The UK Financial Conduct Authority (FCA) has said that its study into competition in the wholesale broking sector has not found evidence of significant levels of harm that merit the introduction of intrusive remedies.
Issuing a final report of its Wholesale Insurance Brokers market study initiated in November 2017, the UK watchdog said it found no evidence against concerns that brokers had excessive market power and they manipulate market for their own benefits.
During its investigation, the FCA probed the so-called pay-to-play system in insurance industry.
Under this system, insurance brokers can force insurers to sign up to consultancy-style service agreements to get placement business that artificially inflates the insurance prices.
Areas of Concern:
However, lack of evidences forced the regulator to say: “Our conclusion is that we are unable to conclude that pay-to-play exists at scale or that there is any basis for us to intervene at present.”
After reviewing the “conflict of interest” issue, the FCA observed: “We found that not all of them demonstrate the same level of completeness in identifying the relevant conflicts inherent to their business models.”
FCA executive director of strategy and competition Christopher Woolard said: “This was a significant and in-depth analysis of a sizeable and complex market to determine whether clients were at risk of harm.
“Encouragingly, we found no evidence that they were, but we found some areas with scope for improvement and we will work with the industry to ensure these are addressed.”

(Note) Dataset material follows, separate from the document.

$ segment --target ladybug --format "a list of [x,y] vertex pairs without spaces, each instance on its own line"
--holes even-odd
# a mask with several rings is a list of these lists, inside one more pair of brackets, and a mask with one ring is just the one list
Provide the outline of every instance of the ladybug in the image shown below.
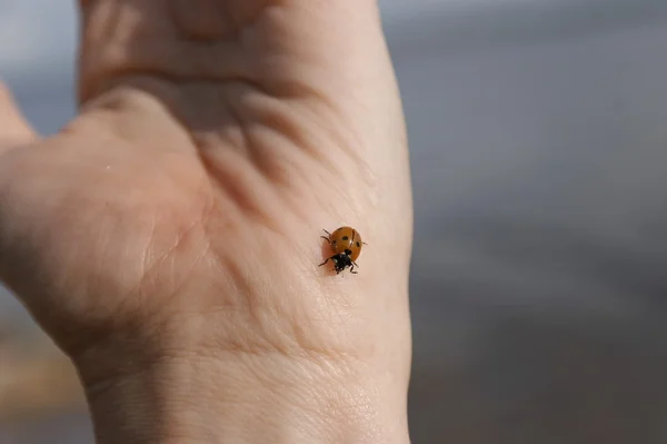
[[350,267],[350,273],[357,274],[355,272],[355,267],[358,267],[357,258],[361,253],[361,246],[366,245],[365,241],[361,240],[361,235],[355,228],[351,227],[340,227],[334,233],[329,233],[326,229],[323,230],[328,236],[320,236],[322,239],[329,243],[331,246],[331,250],[334,251],[334,256],[327,258],[319,266],[321,267],[329,260],[334,263],[334,270],[336,274],[345,270],[347,267]]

However, the FCA report highlighted some areas of concern which have scope for improvement. It includes firms’ management of conflicts of interest, and the information firms disclose to clients.
It also includes improvement on contractual agreements between brokers and insurers which, in a small number of cases, have the potential to limit competition.
Instead of making new regulations, the regulator said it will work with firms to address these concerns.